Perhaps those friends don’t realise how profound their words and acts were, but they all have contributed greatly to my confidence and, thus, my success. Talking to them made me realise that all my previous struggles, failures, and efforts had equipped me well for this journey. Indeed, the moment you decide to apply for something, how likely you will get accepted is largely determined by your current profile and achievements. You can’t change yourself dramatically in a few months, so your existing capacities already determine that probability. At that time, I was, in fact, ready for my PhD dream.
I reflected further on what made me successful in my application: academic achievement, colourful work experience, and even knowing some of the right people.

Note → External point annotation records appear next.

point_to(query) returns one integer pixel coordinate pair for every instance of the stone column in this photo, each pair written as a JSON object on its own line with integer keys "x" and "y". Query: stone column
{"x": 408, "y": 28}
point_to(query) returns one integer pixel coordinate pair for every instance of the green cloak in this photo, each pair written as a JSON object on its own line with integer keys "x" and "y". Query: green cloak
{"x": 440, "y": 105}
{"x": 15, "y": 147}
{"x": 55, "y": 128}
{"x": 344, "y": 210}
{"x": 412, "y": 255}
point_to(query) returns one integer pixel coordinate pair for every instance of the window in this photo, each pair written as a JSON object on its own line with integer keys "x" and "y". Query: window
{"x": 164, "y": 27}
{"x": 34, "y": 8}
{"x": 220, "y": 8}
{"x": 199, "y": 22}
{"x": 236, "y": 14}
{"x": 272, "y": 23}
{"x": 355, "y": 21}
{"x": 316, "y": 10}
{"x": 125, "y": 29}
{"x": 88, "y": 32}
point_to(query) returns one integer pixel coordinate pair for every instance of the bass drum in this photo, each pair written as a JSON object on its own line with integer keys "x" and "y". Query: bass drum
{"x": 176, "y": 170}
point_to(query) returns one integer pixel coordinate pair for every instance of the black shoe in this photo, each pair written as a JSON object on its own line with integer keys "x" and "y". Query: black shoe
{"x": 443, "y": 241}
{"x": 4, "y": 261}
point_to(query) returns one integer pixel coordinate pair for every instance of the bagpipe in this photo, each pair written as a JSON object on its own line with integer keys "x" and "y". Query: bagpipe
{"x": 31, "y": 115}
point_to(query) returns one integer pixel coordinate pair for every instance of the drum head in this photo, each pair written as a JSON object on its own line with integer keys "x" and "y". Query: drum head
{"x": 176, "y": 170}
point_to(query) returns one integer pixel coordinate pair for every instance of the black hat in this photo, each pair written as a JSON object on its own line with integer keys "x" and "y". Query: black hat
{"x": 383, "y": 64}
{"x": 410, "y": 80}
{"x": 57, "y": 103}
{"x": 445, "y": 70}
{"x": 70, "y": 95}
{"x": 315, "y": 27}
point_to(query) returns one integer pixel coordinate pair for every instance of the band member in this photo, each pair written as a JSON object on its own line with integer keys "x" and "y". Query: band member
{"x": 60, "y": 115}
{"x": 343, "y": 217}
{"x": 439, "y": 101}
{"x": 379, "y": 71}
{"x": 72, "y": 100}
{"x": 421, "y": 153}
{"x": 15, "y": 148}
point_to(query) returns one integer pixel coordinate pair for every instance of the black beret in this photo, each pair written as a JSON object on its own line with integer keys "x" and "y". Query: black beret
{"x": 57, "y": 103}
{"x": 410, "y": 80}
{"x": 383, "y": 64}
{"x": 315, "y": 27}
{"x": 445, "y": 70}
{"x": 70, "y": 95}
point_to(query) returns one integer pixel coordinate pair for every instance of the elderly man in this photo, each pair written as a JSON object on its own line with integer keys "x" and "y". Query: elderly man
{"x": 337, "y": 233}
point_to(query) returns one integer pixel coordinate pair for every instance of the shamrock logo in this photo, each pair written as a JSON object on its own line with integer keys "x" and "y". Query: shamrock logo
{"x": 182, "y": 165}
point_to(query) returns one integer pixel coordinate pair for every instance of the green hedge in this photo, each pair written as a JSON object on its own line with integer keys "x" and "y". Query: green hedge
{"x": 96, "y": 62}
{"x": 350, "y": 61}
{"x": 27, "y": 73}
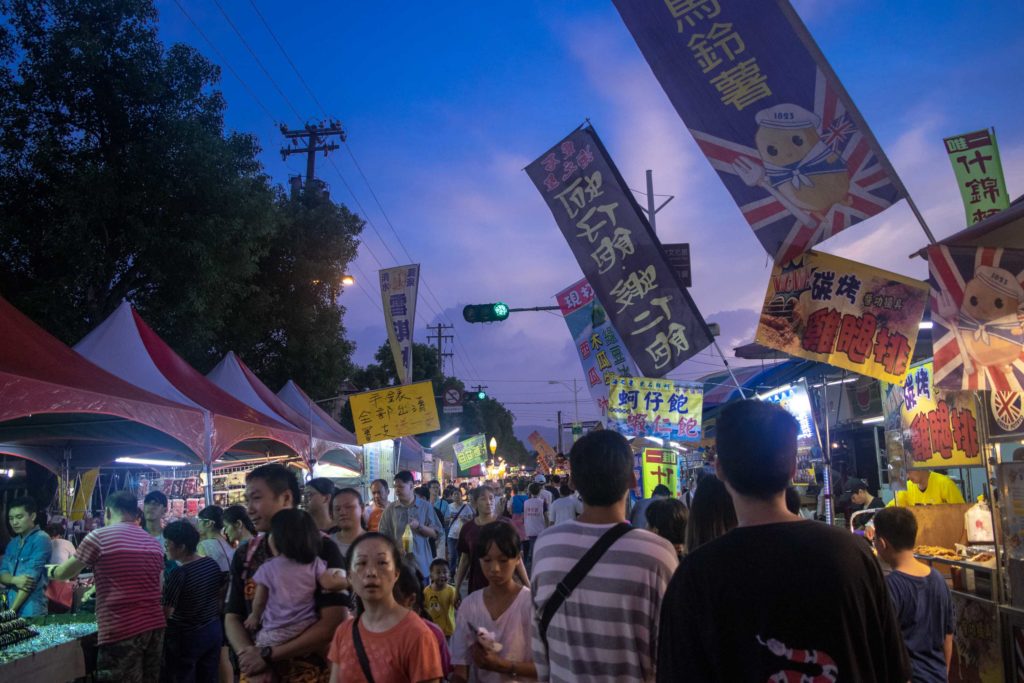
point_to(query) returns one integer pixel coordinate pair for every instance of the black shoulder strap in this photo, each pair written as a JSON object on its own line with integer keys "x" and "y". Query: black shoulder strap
{"x": 577, "y": 574}
{"x": 360, "y": 651}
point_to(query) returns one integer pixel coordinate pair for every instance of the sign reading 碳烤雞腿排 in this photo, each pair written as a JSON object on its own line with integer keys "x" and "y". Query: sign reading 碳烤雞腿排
{"x": 649, "y": 407}
{"x": 619, "y": 253}
{"x": 825, "y": 308}
{"x": 394, "y": 412}
{"x": 750, "y": 84}
{"x": 979, "y": 173}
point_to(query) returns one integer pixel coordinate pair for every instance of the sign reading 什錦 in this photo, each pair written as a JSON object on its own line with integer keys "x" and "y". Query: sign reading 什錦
{"x": 394, "y": 412}
{"x": 851, "y": 315}
{"x": 619, "y": 253}
{"x": 752, "y": 87}
{"x": 663, "y": 409}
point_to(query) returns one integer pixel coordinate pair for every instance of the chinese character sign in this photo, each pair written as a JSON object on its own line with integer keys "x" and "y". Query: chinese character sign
{"x": 398, "y": 291}
{"x": 470, "y": 452}
{"x": 601, "y": 350}
{"x": 828, "y": 309}
{"x": 770, "y": 119}
{"x": 978, "y": 317}
{"x": 619, "y": 253}
{"x": 394, "y": 412}
{"x": 937, "y": 428}
{"x": 659, "y": 468}
{"x": 646, "y": 407}
{"x": 979, "y": 173}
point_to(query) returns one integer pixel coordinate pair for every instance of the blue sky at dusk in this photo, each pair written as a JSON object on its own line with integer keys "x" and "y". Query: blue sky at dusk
{"x": 444, "y": 103}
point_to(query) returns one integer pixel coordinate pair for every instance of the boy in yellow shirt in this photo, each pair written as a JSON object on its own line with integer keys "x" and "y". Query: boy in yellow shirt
{"x": 438, "y": 597}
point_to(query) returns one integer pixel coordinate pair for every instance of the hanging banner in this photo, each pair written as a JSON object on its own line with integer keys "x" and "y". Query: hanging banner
{"x": 394, "y": 412}
{"x": 544, "y": 450}
{"x": 659, "y": 467}
{"x": 470, "y": 452}
{"x": 602, "y": 352}
{"x": 935, "y": 428}
{"x": 664, "y": 409}
{"x": 398, "y": 292}
{"x": 851, "y": 315}
{"x": 978, "y": 317}
{"x": 619, "y": 253}
{"x": 979, "y": 173}
{"x": 749, "y": 82}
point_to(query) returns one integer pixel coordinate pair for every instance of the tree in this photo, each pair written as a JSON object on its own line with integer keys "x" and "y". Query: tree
{"x": 118, "y": 181}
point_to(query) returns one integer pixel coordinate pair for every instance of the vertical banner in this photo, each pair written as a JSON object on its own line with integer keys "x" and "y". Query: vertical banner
{"x": 659, "y": 467}
{"x": 979, "y": 173}
{"x": 398, "y": 291}
{"x": 936, "y": 428}
{"x": 749, "y": 82}
{"x": 663, "y": 409}
{"x": 619, "y": 253}
{"x": 851, "y": 315}
{"x": 601, "y": 350}
{"x": 978, "y": 317}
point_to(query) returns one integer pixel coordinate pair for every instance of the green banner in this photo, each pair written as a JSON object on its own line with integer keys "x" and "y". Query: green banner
{"x": 470, "y": 452}
{"x": 979, "y": 173}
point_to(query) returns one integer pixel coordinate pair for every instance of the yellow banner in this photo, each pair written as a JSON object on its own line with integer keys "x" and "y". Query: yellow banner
{"x": 937, "y": 428}
{"x": 394, "y": 412}
{"x": 648, "y": 407}
{"x": 848, "y": 314}
{"x": 659, "y": 467}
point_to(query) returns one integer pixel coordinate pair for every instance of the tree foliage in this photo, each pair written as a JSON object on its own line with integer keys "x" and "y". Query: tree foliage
{"x": 118, "y": 181}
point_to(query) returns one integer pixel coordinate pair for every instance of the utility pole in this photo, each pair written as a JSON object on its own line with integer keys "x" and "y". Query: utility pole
{"x": 440, "y": 337}
{"x": 314, "y": 136}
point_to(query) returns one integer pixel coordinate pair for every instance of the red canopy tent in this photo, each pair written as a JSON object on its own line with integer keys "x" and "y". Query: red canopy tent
{"x": 126, "y": 346}
{"x": 55, "y": 406}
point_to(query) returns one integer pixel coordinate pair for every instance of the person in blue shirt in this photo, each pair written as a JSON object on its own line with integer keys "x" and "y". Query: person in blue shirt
{"x": 23, "y": 567}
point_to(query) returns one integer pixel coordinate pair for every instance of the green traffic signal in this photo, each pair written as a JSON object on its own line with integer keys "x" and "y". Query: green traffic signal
{"x": 485, "y": 312}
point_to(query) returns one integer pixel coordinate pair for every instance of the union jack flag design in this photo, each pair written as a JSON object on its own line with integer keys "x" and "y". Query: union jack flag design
{"x": 783, "y": 233}
{"x": 978, "y": 321}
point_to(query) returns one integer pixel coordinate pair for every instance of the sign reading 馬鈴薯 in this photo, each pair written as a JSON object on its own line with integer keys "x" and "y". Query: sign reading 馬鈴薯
{"x": 394, "y": 412}
{"x": 851, "y": 315}
{"x": 749, "y": 82}
{"x": 664, "y": 409}
{"x": 619, "y": 253}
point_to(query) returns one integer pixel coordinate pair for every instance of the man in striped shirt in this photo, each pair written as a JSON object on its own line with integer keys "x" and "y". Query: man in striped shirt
{"x": 128, "y": 563}
{"x": 606, "y": 630}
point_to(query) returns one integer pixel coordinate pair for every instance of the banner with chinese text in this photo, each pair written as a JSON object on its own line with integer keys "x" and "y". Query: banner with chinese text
{"x": 394, "y": 412}
{"x": 619, "y": 253}
{"x": 398, "y": 291}
{"x": 851, "y": 315}
{"x": 664, "y": 409}
{"x": 659, "y": 467}
{"x": 602, "y": 352}
{"x": 936, "y": 428}
{"x": 470, "y": 452}
{"x": 768, "y": 115}
{"x": 977, "y": 313}
{"x": 979, "y": 173}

None of this would have been possible without trying, working, and in many cases, failing hard.
Fortunately, I received a distinction for my master’s, something that the selection committee of my scholarship complimented on. If you read my article about getting a distinction here, you will understand that getting one takes a lot of effort. I struggled during the first term of my Master’s degree at the LSE. Discipline in reading research papers, revising, and exploring the concept beyond the classroom had enabled me to get a distinction at last.
Another thing that might appeal to the selection committee is my practical experience in public policy and politics. Switching my career from the private sector to the public policy field was a leap of faith. I did risk-taking to enter politics and run for election. If I didn’t get back up from a big electoral loss and decided to stay in politics, I wouldn’t have such a unique profile. Some of my current projects have greatly inspired my proposed research. But before I secured those projects, there were a lot of proposals that didn’t get through.
Resilience is the building block of any life’s achievement, including getting accepted at the school of your dream. Your success is a product of your whole life’s resilience, not only what you display during the application process. Being consistent in achieving excellence in various aspects of life will equip you for any competitive process. From my experience, I have also learnt that you don’t always have to be a lone hero, deriving resilience from mere internal strength. Resilience is formed by having a healthy support network. Resilience is formed by accepting kindness for others. If you need more strength, look around you and perhaps like me, you will also find so many kind souls that you can reach out to.